You have made them to be a kingdom and priests to serve our God, and they will reign on the earth." Revelation 5:1 - 10
Jesus, you are the Lion of the Tribe of Judah. Thank you for your fierce love and your strong protecting power. Come with your might and rule over us. Defeat your enemies and ours, extending your reign throughout the universe.
Understanding the Name
Today, lions can be found in sub-Saharan Africa and in northwest India. But in biblical times lions also roamed the region of the world now comprised of Israel, Syria, Iran, Iraq, Greece, and Turkey. From ancient times their images have graced thrones, palaces, gates, and temples, including the temple in Jerusalem. First Kings indicates that King Solomon's throne was adorned with twelve lions, symbolizing his greatness and power. And Ezekiel pictures the cherubim with lion's heads.
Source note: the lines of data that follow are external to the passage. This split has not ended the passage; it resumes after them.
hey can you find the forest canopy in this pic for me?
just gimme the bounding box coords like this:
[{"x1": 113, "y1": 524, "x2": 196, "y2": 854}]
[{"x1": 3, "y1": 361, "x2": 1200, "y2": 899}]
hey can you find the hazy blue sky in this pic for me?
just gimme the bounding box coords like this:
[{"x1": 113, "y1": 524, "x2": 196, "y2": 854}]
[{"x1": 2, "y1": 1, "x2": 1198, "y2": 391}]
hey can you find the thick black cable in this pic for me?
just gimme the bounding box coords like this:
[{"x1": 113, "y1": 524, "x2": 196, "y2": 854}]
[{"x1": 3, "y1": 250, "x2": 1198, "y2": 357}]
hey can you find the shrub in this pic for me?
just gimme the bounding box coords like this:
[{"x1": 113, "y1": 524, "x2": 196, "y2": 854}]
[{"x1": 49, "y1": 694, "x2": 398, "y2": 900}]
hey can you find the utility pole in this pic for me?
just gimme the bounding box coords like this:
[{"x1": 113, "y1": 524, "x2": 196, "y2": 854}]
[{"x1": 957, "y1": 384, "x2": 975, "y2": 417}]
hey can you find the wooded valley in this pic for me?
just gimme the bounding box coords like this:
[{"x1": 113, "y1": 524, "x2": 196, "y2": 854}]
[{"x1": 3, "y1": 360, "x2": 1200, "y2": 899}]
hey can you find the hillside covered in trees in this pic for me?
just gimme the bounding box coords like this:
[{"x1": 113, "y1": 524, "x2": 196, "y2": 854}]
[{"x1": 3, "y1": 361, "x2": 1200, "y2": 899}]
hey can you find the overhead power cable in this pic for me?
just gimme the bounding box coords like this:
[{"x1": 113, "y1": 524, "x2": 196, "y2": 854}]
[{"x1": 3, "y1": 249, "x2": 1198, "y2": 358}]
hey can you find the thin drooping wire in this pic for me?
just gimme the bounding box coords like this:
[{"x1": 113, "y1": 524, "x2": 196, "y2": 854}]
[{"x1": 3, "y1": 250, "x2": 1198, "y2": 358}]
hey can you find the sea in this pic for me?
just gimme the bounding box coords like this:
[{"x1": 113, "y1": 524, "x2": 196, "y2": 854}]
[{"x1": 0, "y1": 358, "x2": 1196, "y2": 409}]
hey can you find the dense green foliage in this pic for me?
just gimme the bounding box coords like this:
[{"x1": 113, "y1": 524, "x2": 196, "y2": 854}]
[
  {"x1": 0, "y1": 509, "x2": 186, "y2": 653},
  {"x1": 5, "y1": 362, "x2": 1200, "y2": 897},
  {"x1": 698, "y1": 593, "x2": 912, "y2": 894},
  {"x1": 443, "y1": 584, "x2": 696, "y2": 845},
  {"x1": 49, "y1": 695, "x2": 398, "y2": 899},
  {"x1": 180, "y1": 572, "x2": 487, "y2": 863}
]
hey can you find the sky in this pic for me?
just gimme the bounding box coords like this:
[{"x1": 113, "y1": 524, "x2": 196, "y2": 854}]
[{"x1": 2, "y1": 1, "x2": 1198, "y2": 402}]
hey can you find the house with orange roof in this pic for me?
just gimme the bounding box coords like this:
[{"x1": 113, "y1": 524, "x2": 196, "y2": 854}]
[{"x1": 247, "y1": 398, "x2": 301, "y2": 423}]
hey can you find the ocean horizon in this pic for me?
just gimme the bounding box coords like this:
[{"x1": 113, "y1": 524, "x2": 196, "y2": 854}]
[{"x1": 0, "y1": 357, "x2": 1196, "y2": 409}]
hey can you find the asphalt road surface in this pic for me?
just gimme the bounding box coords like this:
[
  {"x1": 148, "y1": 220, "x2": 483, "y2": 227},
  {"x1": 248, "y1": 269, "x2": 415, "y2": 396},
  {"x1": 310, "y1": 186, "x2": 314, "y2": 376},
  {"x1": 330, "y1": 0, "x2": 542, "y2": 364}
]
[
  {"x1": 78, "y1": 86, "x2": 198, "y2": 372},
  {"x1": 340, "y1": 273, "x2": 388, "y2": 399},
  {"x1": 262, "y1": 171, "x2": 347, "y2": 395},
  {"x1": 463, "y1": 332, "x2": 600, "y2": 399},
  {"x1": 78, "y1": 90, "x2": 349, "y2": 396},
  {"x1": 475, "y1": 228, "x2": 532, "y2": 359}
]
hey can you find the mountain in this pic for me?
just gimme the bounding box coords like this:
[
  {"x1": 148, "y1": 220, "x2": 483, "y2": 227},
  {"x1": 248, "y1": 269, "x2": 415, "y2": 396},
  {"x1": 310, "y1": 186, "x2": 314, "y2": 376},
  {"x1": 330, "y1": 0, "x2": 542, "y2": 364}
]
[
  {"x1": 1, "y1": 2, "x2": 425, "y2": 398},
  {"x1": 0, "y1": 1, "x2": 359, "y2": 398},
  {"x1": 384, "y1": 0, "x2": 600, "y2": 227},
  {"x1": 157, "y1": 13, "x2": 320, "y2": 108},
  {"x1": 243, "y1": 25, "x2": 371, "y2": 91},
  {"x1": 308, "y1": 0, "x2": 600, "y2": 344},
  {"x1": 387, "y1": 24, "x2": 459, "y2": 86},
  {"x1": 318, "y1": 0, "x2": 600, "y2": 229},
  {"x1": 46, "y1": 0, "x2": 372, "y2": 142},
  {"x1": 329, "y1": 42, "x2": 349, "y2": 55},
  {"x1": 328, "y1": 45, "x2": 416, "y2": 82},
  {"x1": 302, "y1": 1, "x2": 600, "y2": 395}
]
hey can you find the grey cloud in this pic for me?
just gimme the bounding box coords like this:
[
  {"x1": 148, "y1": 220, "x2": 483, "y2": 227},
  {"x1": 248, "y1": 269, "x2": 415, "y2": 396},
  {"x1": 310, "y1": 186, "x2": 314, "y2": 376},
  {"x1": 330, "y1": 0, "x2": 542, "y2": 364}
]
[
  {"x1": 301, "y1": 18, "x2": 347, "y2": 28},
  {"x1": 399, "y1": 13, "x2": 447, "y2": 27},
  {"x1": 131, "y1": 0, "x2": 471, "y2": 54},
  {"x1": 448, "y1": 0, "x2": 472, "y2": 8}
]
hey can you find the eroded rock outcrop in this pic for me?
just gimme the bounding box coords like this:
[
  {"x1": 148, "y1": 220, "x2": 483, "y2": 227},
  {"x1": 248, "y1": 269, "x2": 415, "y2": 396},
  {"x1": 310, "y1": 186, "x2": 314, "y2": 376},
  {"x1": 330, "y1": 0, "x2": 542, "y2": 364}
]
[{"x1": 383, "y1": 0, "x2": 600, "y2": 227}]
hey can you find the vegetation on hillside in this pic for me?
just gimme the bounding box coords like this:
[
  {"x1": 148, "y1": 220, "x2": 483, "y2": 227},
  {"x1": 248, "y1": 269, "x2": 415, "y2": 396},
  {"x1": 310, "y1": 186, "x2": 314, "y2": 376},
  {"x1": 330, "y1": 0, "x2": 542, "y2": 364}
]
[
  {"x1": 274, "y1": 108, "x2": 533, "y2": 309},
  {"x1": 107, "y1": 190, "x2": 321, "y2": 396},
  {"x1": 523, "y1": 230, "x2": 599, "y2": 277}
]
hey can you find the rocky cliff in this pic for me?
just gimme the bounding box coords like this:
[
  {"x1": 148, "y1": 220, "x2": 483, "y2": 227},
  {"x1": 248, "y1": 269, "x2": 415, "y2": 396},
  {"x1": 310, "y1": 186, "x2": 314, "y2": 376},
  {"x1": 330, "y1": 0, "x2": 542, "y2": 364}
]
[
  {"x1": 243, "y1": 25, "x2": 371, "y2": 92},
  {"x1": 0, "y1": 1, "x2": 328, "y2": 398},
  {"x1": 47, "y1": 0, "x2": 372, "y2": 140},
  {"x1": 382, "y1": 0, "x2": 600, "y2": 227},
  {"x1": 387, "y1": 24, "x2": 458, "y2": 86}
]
Throughout the Bible, the lion appears as a symbol of might, and it is hardly surprising that Israel's enemies are sometimes depicted as lions. In the New Testament, Peter calls the devil a roaring lion and warns believers that he is constantly on the prowl, looking for someone to devour.
Though lions are sometimes a symbol of evil, they are also used as symbols of God's people.
Near the end of his life, the patriarch Jacob prayed a blessing over his twelve sons. When it came time to bless Judah, he compared him to a lion — hence the phrase "the Lion of the Tribe of Judah" (Aryeh Lammatteh Yehudah in Hebrew, pronounced ar-YEH la-mat-TEH ye-hou-DAH, or Leon ek tou Phyles Iouda, in Greek, pronounced LE-own ek tou fu-LAIS YOU-dah). Jacob's prediction that the scepter would not depart from Judah has been traditionally applied to the Messiah.
In the Hebrew Scriptures, Yahweh is sometimes depicted as a lion who roars in judgment against the nations and against his own faithless people.
But he is also depicted as a mighty lion who fights fiercely on behalf of his people.
Revelation depicts the risen Christ as the mightiest of all victors. He is the Lion of the Tribe of Judah, the one found worthy to open the scrolls of history, meaning that he is in charge of history and of how the world's destiny unfolds.
Studying the Name
- Why do you think the book of Revelation portrays Jesus as both Lion and Lamb?
- In the Bible "seven" is considered a sacred number, symbolizing perfection or completeness, while a "horn" symbolizes power. What does this say to you about how the Lamb is portrayed in Revelation 5?
- How have you experienced and understood both the "lamblike" and "lionlike" nature of Jesus in your own life?
- If you could choose one adjective to describe this passage from Revelation, what would it be and why? Would you call it bizarre, moving, perplexing, enlightening, or something else?